Stunning stained glass is used to embellish the windows. Stained-glass art is interesting because of how glass and light interact with one another. The vibrant colours we see in the window are created by light refraction through stained glass. The colour of a stained glass window can change based on the time of day, the season, and the weather.
The processes and methods used to create a stained-glass window haven’t altered much since the Middle Ages. The main variations result from technical advancements and advances, such as the use of gas and electric soldering irons, stained glass kilns, and steel-wheel glass cutters in place of the traditional dividing iron
The ability to mould glass requires extremely difficult techniques and skills that have put to the test many great craftsmen since the Middle Ages.
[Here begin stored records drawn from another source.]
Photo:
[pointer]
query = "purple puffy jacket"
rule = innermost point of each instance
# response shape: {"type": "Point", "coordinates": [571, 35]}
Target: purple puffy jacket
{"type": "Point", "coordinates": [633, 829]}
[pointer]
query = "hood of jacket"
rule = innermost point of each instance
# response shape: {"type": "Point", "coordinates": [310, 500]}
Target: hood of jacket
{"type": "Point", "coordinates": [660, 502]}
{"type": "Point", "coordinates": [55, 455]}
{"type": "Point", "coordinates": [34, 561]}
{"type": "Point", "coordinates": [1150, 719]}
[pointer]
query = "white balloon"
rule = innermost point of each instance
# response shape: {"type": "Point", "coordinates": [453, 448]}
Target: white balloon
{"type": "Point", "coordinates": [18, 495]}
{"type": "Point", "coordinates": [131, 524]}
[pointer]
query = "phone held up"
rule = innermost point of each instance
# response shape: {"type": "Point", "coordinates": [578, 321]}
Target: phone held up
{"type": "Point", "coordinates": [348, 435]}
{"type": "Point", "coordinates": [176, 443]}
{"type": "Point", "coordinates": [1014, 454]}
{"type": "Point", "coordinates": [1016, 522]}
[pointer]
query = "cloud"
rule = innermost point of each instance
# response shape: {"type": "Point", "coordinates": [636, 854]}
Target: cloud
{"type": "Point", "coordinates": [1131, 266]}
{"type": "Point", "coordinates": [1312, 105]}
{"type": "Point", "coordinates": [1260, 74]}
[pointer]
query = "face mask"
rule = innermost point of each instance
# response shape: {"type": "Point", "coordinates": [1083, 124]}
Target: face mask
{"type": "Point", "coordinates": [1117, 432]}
Just imagine the great gothic stained glass windows of churches, up to more or less recent times, or the stained glass windows that characterised the Art Nouveau movement.
Since they vibrate when exposed to wind pressure, stained glass windows intended for large structures must be constructed from many panels joined by iron glazing bars that cross the window horizontally. Division ties are soldered to the panel edges to secure the panels against these glazing bars. This final step in the creation of a stained glass window is known as banding or wiring. Lead, copper, or zinc bands are secured to either the inside or the outside of the window so that they can be looped around the saddle bars that span the window and then twisted around the outside of the bar to hug the stained glass to the bar.